Nous demandons également l’adoption de lois garantissant la transparence des élections. Et, last but not least, une vraie volonté politique de rompre, sur ce plan, avec le passé. Or, jusqu’ici, nous n’avons eu que des vœux pieux exprimés par notre honorable ministre de l’Intérieur.

• MHI: Malgré toutes les assurances solennelles, vous ne croyez pas que les prochaines élections seront intègres et transparentes?
- Ahmed Benjelloun: Non, je ne le crois pas. Tout indique, par contre, que nous allons assister une énième mascarade électorale.

• MHI: Pensez-vous que le gouvernement d’alternance pourrait tolérer la falsification du scrutin ?
- Ahmed Benjelloun: Que dites-vous! L’alternance, c’est la plus grande supercherie du 20ème siècle; c’est une imposture! Ce gouvernement est un appareil makhzenien. Il ne différe en rien de ses prédécesseurs. Il fait de la figuration. Il n’a aucun pouvoir. Il sert à embellir une odieuse réalité politique, économique et sociale.

• MHI: Y aura-t-il, à votre avis, un raz de marée islamiste lors des prochaines échéances?
- Ahmed Benjelloun: Non! C’est un épouvantail que certains cercles du pouvoir agitent pour nous faire avaler toutes sortes de couleuvres et de compromissions.
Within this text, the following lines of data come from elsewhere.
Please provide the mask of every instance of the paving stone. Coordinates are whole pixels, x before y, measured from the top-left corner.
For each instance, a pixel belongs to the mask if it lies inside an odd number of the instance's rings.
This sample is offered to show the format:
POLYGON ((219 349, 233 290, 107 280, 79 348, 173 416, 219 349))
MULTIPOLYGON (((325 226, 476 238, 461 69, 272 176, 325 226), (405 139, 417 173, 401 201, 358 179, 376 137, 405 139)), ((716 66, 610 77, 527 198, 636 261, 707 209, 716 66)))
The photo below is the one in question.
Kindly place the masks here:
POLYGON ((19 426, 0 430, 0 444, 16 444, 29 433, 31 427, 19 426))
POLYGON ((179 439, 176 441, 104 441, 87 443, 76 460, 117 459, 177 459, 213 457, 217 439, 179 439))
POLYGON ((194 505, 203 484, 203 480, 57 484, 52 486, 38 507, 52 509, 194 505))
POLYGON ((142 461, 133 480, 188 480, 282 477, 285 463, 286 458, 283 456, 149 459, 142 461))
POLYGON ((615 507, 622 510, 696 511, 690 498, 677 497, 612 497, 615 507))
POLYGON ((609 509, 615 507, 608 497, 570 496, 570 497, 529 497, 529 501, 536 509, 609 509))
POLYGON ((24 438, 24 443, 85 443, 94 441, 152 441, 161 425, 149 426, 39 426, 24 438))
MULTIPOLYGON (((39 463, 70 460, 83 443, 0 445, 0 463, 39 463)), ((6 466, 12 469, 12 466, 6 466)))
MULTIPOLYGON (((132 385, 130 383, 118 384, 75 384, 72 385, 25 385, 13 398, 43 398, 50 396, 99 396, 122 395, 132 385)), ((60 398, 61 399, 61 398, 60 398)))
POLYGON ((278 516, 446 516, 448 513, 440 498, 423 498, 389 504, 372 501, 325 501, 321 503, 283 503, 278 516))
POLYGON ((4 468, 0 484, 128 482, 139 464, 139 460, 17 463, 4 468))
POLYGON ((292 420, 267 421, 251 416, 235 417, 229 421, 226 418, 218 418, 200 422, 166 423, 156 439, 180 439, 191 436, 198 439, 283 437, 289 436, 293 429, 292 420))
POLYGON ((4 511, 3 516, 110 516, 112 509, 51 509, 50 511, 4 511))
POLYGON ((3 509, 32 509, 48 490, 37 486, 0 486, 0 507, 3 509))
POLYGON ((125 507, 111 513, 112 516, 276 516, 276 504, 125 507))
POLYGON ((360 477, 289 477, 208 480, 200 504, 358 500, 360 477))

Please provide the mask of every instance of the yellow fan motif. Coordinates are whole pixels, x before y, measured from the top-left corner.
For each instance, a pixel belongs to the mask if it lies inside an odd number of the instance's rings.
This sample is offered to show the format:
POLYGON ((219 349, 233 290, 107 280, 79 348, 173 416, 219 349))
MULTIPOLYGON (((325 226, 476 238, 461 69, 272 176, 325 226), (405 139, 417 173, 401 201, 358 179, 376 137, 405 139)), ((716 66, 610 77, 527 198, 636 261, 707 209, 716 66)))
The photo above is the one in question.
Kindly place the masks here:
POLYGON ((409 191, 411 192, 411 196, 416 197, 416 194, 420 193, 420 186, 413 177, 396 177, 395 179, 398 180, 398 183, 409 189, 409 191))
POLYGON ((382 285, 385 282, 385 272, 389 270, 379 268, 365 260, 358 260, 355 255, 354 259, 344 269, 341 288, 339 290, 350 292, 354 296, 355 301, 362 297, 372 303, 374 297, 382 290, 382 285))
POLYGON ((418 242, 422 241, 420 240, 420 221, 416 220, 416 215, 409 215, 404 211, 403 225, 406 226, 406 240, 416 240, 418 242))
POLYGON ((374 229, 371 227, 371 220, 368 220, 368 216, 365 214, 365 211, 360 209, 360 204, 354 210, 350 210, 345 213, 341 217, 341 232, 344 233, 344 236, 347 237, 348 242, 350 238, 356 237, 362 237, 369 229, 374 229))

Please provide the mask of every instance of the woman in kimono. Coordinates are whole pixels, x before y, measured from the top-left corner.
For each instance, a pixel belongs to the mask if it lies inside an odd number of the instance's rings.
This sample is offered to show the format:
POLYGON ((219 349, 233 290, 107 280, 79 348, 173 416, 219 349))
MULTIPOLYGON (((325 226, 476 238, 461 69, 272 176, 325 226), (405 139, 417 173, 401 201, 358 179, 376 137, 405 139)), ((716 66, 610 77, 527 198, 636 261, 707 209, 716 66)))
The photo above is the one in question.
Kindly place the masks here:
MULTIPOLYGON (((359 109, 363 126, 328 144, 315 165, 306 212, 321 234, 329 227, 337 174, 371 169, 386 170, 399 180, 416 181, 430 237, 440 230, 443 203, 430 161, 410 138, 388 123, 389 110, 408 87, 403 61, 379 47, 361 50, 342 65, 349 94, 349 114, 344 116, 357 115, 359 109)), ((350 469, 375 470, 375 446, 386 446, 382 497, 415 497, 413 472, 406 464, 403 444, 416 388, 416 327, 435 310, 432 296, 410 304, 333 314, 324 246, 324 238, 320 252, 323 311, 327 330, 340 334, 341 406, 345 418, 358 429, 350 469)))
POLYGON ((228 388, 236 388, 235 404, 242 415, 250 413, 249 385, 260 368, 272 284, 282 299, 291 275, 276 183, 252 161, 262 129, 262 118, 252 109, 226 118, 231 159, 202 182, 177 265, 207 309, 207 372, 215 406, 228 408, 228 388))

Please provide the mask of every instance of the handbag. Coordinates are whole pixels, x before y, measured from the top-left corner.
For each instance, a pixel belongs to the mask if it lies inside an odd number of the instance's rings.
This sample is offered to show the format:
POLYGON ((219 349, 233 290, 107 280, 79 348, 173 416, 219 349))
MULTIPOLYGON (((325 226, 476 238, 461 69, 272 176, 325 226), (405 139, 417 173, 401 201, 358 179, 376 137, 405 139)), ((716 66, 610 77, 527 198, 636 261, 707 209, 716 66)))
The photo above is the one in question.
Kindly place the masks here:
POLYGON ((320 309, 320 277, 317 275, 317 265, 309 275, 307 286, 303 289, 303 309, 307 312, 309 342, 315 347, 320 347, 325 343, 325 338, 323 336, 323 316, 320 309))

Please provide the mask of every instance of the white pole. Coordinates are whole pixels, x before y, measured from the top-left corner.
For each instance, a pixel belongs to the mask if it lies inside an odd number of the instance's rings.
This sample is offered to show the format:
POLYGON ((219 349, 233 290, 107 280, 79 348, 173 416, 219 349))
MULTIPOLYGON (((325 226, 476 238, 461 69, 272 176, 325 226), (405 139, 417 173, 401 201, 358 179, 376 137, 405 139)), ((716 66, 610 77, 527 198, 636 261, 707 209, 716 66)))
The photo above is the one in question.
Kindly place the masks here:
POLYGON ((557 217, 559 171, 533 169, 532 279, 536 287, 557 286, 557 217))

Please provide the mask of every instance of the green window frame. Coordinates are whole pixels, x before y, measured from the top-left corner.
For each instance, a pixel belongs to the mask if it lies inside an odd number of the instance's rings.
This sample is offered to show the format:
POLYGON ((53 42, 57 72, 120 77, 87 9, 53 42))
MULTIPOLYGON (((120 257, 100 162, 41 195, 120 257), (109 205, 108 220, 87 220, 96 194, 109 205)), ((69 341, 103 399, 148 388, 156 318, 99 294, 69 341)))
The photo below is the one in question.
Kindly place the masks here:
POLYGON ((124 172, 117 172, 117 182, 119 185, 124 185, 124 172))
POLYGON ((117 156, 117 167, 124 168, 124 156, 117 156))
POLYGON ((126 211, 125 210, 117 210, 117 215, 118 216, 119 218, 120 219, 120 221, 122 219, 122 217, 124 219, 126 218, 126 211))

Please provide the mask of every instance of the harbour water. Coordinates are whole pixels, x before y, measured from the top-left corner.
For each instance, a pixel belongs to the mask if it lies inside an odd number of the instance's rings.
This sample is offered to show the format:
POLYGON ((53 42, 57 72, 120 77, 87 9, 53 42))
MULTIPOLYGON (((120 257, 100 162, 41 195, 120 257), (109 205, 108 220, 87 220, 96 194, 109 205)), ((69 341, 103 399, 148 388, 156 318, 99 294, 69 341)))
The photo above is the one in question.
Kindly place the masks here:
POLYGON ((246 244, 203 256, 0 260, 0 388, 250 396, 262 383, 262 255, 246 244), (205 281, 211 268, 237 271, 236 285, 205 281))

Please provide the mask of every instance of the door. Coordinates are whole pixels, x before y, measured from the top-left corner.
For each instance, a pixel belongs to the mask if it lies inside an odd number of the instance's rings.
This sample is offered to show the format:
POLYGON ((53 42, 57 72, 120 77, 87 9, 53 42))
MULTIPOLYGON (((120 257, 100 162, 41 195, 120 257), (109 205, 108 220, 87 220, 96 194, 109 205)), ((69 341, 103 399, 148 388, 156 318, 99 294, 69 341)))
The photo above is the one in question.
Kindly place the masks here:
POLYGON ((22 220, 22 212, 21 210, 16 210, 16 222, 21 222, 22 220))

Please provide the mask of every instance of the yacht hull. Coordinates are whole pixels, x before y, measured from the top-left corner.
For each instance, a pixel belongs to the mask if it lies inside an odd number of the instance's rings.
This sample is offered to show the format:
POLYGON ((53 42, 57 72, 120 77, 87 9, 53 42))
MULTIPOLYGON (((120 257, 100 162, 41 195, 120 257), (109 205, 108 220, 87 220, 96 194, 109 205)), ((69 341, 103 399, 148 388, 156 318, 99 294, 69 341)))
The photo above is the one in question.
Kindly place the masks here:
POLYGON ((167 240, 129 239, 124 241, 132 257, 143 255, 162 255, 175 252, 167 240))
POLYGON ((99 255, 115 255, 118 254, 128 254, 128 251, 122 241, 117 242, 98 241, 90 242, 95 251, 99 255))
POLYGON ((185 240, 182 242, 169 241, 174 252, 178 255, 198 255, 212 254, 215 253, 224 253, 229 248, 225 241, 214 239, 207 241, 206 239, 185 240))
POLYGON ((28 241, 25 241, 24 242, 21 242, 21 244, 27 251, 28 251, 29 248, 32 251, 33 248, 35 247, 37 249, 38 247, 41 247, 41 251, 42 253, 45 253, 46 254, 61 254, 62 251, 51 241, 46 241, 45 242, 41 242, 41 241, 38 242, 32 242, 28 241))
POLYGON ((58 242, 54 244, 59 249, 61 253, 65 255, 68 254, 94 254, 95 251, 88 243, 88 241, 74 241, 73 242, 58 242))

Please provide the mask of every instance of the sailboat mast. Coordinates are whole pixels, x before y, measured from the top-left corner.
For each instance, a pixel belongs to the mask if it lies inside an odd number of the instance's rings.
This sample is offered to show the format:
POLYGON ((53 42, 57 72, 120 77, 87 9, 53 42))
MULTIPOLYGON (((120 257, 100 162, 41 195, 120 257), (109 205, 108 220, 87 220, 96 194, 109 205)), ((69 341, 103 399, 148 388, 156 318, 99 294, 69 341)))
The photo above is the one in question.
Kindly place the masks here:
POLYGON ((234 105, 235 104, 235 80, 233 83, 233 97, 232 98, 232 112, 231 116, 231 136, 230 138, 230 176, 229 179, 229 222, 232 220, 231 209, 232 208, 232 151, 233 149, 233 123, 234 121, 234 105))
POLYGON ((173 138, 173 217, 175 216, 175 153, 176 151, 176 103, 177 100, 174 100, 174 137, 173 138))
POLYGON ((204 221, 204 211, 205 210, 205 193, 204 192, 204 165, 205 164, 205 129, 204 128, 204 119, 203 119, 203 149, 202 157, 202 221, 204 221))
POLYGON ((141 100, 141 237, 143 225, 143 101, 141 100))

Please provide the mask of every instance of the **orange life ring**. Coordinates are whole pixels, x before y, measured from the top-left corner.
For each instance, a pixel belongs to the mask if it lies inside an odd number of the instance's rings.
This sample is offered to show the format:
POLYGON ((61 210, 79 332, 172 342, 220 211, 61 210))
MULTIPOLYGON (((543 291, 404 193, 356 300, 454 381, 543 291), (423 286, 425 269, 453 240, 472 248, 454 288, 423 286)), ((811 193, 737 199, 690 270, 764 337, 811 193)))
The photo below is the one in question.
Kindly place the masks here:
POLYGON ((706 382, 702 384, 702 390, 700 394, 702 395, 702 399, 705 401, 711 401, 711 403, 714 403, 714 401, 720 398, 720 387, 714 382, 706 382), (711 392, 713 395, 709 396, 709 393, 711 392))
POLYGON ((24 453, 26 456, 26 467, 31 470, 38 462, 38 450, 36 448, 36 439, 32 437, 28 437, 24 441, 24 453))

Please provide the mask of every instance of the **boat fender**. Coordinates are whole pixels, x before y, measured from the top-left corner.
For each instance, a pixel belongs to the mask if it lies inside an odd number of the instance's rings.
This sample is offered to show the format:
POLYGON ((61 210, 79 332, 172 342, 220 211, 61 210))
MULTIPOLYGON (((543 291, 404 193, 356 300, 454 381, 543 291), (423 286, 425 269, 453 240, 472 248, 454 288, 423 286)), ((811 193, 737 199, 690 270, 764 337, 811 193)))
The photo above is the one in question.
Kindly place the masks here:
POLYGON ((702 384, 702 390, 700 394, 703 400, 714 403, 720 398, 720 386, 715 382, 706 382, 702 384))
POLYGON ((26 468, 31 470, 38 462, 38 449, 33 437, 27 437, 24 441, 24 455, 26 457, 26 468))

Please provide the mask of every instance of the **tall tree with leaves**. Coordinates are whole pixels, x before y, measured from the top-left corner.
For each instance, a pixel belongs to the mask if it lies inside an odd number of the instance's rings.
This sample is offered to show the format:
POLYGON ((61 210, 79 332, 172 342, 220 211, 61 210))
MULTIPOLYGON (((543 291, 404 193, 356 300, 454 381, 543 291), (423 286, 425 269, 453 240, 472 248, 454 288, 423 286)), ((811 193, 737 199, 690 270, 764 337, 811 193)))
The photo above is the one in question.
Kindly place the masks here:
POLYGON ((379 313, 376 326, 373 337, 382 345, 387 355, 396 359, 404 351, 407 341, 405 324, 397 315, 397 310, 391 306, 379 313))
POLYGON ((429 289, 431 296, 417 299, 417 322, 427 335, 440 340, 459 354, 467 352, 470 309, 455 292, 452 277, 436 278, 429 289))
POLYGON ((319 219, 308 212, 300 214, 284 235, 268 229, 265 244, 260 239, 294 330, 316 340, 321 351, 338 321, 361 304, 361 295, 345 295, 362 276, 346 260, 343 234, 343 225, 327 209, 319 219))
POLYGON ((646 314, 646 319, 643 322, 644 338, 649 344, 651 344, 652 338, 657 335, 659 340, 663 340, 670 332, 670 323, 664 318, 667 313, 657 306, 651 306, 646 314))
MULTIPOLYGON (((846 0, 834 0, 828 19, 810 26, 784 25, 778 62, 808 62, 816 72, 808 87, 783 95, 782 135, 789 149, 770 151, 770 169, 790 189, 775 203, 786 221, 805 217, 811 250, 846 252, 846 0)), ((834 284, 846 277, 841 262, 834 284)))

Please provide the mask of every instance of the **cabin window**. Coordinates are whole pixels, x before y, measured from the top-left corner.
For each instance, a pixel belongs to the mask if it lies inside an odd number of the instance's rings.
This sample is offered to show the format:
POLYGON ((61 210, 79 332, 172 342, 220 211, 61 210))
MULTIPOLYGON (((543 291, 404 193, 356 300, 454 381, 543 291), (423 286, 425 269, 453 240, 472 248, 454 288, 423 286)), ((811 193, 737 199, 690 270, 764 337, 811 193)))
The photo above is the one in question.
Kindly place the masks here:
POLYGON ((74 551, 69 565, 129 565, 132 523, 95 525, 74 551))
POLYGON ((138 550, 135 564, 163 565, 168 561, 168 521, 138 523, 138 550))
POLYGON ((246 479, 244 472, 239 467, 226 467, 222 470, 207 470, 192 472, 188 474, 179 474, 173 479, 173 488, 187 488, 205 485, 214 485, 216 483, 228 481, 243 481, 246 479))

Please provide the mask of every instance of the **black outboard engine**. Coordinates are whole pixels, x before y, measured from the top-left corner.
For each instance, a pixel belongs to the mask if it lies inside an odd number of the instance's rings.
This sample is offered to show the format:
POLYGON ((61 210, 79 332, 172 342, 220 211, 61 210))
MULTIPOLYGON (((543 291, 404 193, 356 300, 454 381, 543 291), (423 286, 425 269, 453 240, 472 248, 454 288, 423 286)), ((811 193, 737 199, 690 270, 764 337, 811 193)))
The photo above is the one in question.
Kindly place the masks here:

• MHI: Revenons au PADS, pourquoi votre parti s’est-il tenu à l’écart de toutes les tentatives de regroupement de la gauche marocaine ?
- Ahmed Benjelloun: Nous étions précurseurs en ce sens. Dès 1989, nous avions lancé un appel à toutes les forces progressistes du pays pour la constitution d’un front patriotique de lutte pour la démocratie. Nous n’étions pas entendus. Le PADS ne se tient pas à l’écart, ce sont les autres qui le tiennent à l’écart. Cela dit, nous avons une coordination très poussée avec nos camarades de Annahj Eddimocrati ( la Voie démocratique).

• MHI: Le nouveau comité central du PADS se réunira, samdi 20 avril, pour élire le secrétariat national et le secrétaire général du parti, allez-vous briguer ce poste?
- Ahmed Benjelloun: C’est une question à laquelle je ne veux pas vous répondre maintenant. Samdi, vous aurez la réponse.